Driving was Peter Buckley, immaculate in pearl-gray slacks, a classic navy blazer, collared shirt, and pocket square. He turned to her and said, “Good flight?”
“Beats the hell out of a jump seat on a C130 wondering whether a SAM was going to blow you out of the sky.”
“Your work in DC went well?”
“As well as possible, thanks.”
“But now you’re on my clock,” he said.
“Same terms as before?”
“Double.”
She slid her sunglasses down to peer at him. “I sometimes forget what an attractive man you are, Peter, dear. But why double?”
“Because this job, I think, will be worth it.”
“You mean doubly hard?”
“You live for the challenge, or did I remember wrong?”
She slid her shades back up and looked out the window. “You never do anything wrong, Peter, do you?”
He handed her an iPad. “On the drive read the file I’ve put together. We’ll eat in my hotel suite. I’ve already booked you a room. You still like champagne with your ni?oise salad?”
“Is there any other way to have it?”
As the SUV drove along Spector read the file once, then twice, and then a third time, which, she had been trained, was where the truly useful knowledge and nuance was gained.
“Who’s the FBI agent on the case?”
“That I don’t know.”
“Shouldn’t be hard to find out. I still have contacts there.”
“Even after what happened?”
She looked up from the iPad. “Nothing officially did happen. And I don’t burn bridges. At least not with people who matter.”
“Okay, see what you can find out, but leave no fingerprints.”
Spector smiled to herself, perhaps thinking about her last assignment. “I never do, Peter. Now that I’ve read the file, tell me what you think.”
He went through his theories about the woman named Rebecca Atkins being a prisoner in Georgia. When he showed her Atkins’s image, Spector scrutinized the screen and nodded. “Wooded area, the terrible state of her, surveillance camera, that would be my conclusion. So now she’s calling herself El Cain.”
“And she killed my brother, Ken, as I told you.”
“I never met Ken, but I’m sure he was tough.”
“He was. But with someone who knew what they were doing? Like you? He wouldn’t be much of a match. One man I talked to said Cain tore through a professional fighter with a ferocity he’d never seen before. And she pulled a gun on this same man, and he said she would have blown his head off without a second thought.”

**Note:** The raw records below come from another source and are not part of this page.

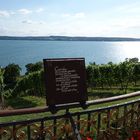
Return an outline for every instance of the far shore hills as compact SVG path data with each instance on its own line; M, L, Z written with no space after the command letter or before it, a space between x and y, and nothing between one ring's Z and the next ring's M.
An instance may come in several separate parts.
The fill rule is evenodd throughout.
M71 37L71 36L0 36L0 40L40 40L40 41L140 41L128 37Z

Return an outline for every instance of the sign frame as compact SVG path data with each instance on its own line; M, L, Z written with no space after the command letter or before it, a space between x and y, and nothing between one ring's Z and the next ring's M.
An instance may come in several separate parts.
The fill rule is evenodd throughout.
M43 59L48 106L87 101L84 58Z

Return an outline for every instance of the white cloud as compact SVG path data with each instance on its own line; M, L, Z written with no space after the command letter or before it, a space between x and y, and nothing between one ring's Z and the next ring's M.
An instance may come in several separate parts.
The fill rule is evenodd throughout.
M61 17L63 18L84 18L85 17L85 13L80 12L80 13L74 13L74 14L62 14Z
M43 11L44 11L43 8L39 8L39 9L36 10L37 13L41 13L41 12L43 12Z
M39 25L39 24L46 24L46 22L44 21L33 21L33 20L23 20L22 21L23 24L36 24L36 25Z
M23 20L22 23L32 24L33 21L32 20Z
M9 17L10 13L8 11L0 11L0 17Z
M23 14L23 15L27 15L27 14L32 13L32 11L28 10L28 9L19 9L18 11L20 14Z
M76 13L75 15L74 15L74 17L75 18L84 18L85 17L85 13Z

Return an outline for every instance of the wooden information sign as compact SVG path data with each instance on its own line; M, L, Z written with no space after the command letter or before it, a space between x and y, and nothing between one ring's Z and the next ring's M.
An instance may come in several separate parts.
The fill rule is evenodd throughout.
M87 100L84 58L44 59L48 106Z

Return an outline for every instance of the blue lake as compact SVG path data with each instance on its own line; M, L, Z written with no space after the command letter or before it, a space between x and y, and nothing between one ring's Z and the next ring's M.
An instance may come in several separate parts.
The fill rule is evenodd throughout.
M140 42L0 40L0 66L19 64L22 73L28 63L67 57L85 57L86 64L140 59Z

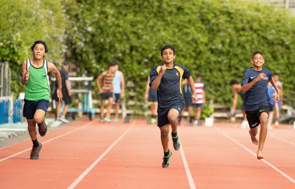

“Tell me, why did she kill Ken?”
“Does it matter?”
“Just trying to get the full flavor. But if you’d rather not answer . . . ?”
“My brother was with a woman, Rosa. He was beating her. This woman, let’s call her El Cain for consistency, intervened. She gave him multiple opportunities to walk away, but he grew increasingly incensed. When he pulled a gun on her, well, she took it to another level.” Buckley glanced at her. “Does that make a difference?”